I want to run two commands but the second command depends on the first.
Is there a way to do something like this.
find . -name '*.txt' -exec 'y=$(echo 1); echo $y' {} \;
...
And actually, I want to do this. Run the find command, change to that directory that the file is in and then run the command on the file in the current directory.

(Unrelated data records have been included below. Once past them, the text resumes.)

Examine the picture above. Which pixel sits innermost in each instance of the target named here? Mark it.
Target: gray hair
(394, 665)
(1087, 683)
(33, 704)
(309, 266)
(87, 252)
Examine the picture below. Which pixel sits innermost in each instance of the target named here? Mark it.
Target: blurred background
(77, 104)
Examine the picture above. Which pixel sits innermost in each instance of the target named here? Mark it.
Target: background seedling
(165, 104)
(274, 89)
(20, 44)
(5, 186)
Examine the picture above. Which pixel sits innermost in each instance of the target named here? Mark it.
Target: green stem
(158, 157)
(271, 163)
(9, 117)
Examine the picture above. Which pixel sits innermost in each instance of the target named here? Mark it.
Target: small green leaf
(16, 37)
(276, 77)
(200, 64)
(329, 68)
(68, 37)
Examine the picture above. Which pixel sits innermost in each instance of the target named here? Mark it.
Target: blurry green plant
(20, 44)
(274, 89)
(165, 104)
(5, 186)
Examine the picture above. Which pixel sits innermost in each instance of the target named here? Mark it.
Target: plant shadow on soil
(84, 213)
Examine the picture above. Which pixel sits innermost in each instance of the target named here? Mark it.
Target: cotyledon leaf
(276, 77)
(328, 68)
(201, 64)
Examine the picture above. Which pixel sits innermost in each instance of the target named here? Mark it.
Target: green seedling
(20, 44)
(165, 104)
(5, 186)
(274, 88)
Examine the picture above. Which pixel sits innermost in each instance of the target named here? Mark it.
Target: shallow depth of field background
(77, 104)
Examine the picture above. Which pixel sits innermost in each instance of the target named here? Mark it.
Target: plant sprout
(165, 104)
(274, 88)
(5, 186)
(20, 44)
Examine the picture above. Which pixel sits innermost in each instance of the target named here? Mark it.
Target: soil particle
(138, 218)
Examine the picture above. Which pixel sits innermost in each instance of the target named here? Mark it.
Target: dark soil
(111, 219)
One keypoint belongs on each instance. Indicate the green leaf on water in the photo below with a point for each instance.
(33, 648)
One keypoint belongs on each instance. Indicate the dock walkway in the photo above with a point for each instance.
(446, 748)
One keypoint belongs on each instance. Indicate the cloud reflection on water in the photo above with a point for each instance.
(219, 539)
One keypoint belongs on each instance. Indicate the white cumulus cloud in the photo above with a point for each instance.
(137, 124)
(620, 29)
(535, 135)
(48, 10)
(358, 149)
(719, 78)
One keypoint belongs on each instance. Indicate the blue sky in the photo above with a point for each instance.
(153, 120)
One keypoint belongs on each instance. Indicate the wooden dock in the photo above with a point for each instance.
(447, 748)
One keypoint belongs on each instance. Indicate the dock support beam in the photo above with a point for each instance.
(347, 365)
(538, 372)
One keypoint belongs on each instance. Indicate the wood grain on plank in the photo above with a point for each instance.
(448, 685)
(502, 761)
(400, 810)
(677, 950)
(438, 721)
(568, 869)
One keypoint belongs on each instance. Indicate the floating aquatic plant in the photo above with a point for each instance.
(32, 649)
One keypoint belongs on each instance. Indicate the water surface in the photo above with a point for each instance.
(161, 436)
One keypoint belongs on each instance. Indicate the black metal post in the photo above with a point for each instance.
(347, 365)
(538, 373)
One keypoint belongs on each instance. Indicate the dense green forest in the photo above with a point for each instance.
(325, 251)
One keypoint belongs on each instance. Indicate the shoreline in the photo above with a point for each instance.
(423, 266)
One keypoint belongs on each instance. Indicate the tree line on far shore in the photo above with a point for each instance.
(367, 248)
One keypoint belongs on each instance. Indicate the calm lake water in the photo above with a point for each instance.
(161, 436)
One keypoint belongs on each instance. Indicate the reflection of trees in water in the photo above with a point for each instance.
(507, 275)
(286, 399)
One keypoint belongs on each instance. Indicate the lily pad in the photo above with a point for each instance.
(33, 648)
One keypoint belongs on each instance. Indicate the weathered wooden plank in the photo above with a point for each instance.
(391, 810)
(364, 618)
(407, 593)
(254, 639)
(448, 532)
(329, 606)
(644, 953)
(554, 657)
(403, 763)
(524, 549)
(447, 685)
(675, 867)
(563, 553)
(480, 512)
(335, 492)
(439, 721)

find . -name '*.txt' -exec 'cd basedir && /mycmd/' {} \;
How do I do that?
find actually has a primary that switches to each file's directory and executes a command from there:
find . -name '*.txt' -execdir /mycmd {} \;
Find's -exec option expects an executable with arguments, not a command, but you can use bash -c cmd to run an arbitrary shell command like this:
find . -name '*.txt' -exec bash -c 'cd $(dirname {}) && pwd && /mycmd $(basename {})' \;
I have added pwd to confirm that mycmd executes in the right directory. You can remove it. dirname gives you the directory of each file and basename gives you the filename. If you omit basename your command will receive (as {}) pathname to each file relative to the directory where you run find which is different from mycmd's current directory due to cd, so mycmd will likely fail to find the file. If you want your command to receive absolute pathname, you can try this:
find $PWD -name '*.txt' -exec bash -c 'cd $(dirname {}) && pwd && /mycmd {}' \;